James Madison, writing in the Federalist (43), discusses the Constitution’s patent clause. The discussion is brief, so here it is, with comments:
A power “to promote the progress of science and useful arts, by securing, for a limited time, to authors and inventors, the exclusive right to their respective writings and discoveries.
That’s the Constitutional clause. Here’s Madison’s comment:
”The utility of this power will scarcely be questioned. The copyright of authors has been solemnly adjudged, in Great Britain, to be a right of common law.
In making this observation, Madison sets up inventions:
The right to useful inventions seems with equal reason to belong to the inventors.
Historically, patents were always granted by government, and those grants were based on favoritism, whim, expediency–pretty much anything but the fact that someone had invented and ought to have a government-sanctioned privilege for having done so. For instance, early patents were used by city states to lure away anyone willing and able to steal trade secrets of a guild in a rival city. One need not be the inventor–just good enough to be able to practice the craft and teach others how to practice the craft–ordinary skill in the art and all–in exchange for a patent monopoly. Restricting patents to inventors is significant.
In Madison’s discussion of the matter, inventors own their inventions until they decide to part with that ownership. An invention is a natural right, as it were. Federal patent law does not stipulate the initial ownership of inventions. It is concerned with the right to obtain a patent on an invention or discovery (35 USC 101):
Whoever invents or discovers any new and useful process, machine, manufacture, or composition of matter, or any new and useful improvement thereof, may obtain a patent therefor, subject to the conditions and requirements of this title.
The patent system does not require an inventor to seek a patent or to use the patent system. Rather, inventors are provided the opportunity to do so, and are–in the general case–given broad freedom in how they exploit any patent they receive, short of antitrust violations and patent misuse, typically in connection with antitrust violations or fraud on the Patent Office. Notably, there’s no working requirement in U.S. patent law. An inventor ordinarily does not have to use or license a patented invention, nor must a patentee enforce a patent against infringers.
It’s important here to see what Madison has done. Patents were and still are a matter of government grant. But Madison equates inventions with common law rights. Thus, Congress is given the power to grant to an inventor a patent based on the inventor’s full description of the invention, rather than permitting just anyone to seek a patent based on, say, governmental preference or favoritism.
And here’s Madison’s kicker:
The public good fully coincides in both cases with the claims of individuals.
Madison joins public good and individual interests. One might think of Adam Smith’s “invisible hand” argument. Individuals, whether rich or poor, or selfish or not, end up sharing “life’s necessities.” Smith concludes: “And so without intending it, without knowing it, they advance the interests of the society as a whole.” That’s from 1759. Madison applies the argument to the patent system and the “claims of individuals.” The good of society, then, is advanced by individual inventors, however they choose to exploit their claims, selfishly or altruistically, diligently or indifferently.

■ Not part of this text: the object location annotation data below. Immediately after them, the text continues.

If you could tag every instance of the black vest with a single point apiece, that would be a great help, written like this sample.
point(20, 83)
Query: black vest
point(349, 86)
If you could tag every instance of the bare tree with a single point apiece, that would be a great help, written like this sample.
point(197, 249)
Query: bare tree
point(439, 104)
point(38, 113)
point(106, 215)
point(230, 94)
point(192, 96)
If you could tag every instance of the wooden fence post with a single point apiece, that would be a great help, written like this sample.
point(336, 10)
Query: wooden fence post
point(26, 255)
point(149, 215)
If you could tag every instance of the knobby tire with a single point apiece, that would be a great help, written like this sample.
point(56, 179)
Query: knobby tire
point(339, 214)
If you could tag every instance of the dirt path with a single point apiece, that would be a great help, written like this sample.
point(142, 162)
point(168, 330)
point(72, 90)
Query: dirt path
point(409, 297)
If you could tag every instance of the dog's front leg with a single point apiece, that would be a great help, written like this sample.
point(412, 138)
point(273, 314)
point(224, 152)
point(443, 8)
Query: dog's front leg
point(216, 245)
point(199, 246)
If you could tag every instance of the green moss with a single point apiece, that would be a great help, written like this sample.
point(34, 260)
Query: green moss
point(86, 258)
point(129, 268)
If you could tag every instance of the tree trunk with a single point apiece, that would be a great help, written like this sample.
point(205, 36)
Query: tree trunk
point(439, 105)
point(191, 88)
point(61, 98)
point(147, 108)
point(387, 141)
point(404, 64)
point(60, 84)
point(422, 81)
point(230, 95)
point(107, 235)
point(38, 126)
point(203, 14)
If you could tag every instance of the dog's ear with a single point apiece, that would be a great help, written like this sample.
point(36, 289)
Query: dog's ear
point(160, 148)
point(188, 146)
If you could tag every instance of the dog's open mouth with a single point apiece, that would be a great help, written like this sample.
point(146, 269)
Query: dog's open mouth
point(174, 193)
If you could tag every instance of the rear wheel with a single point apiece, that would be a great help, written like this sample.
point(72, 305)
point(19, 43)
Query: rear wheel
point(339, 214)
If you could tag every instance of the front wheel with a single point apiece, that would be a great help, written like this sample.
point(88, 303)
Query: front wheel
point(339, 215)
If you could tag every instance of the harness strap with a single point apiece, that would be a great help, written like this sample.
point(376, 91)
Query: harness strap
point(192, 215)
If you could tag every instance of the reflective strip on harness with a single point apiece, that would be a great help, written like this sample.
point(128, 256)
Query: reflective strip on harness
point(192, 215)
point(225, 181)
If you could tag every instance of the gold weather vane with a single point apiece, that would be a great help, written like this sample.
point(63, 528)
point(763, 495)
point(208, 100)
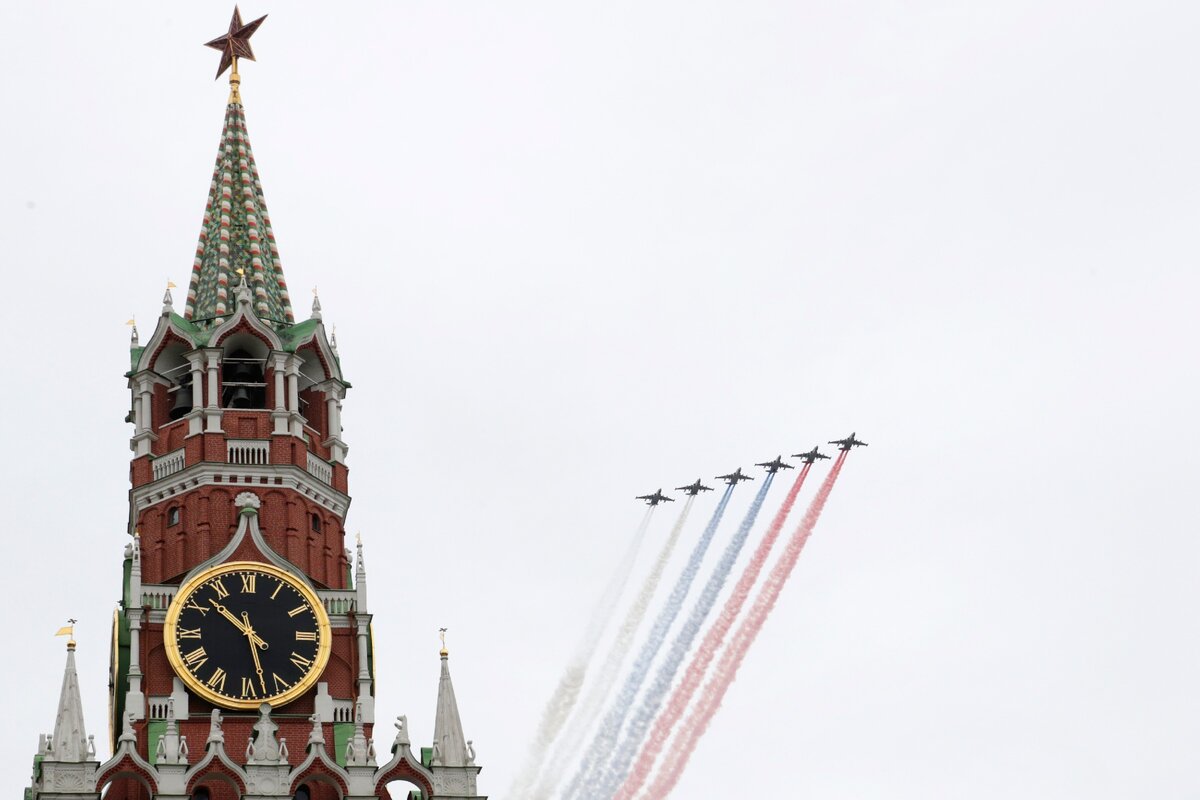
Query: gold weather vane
point(233, 46)
point(67, 631)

Clearly, Madison does not make the argument that the public good might be better met by the claims of companies or governments to patents. Even Bayh-Dole does not make that claim–rather, Bayh-Dole implicitly argues that the claims of companies (even nonprofit companies, even state organizations) better advance the public interest than the claims of federal agencies. And in that implicit argument–made explicitly by the early advocates of Bayh-Dole–lies a great deal of strangeness, including the difference between claims made by companies and claims made by federal agencies. Left unaddressed, however, is the difference between claims made by individuals and claims made by organizations and governments alike–something Madison’s argument displaces. It is the claims of individuals that, taken together, advance the public interest. In Madison’s world of patents, there’s no place for a debate over which of organization or government control is better. Neither is.
Nor does Madison consider the special case of the federal government issuing patents to itself. One might think, however, that it is clear from Madison’s assertions that he did not include the federal government in the idea that the claims of individuals drive public benefit. That, in turn, leaves open the question of whether the federal government has any basis, under the Constitution and within the patent system, to enforce patents it issues to itself or acquires from others.
The Bayh-Dole Act, part of federal patent law, creates a working requirement in the patent system for inventions arising from federally supported research or development. In doing so, Bayh-Dole changes in significant ways the property rights that inventors have in such inventions. Federally supported inventions, after Bayh-Dole, are not ordinary inventions. They are, as it were, abby normal inventions, and patents on such inventions are also abby normal. Yes, you should have Gene Wilder’s reaction.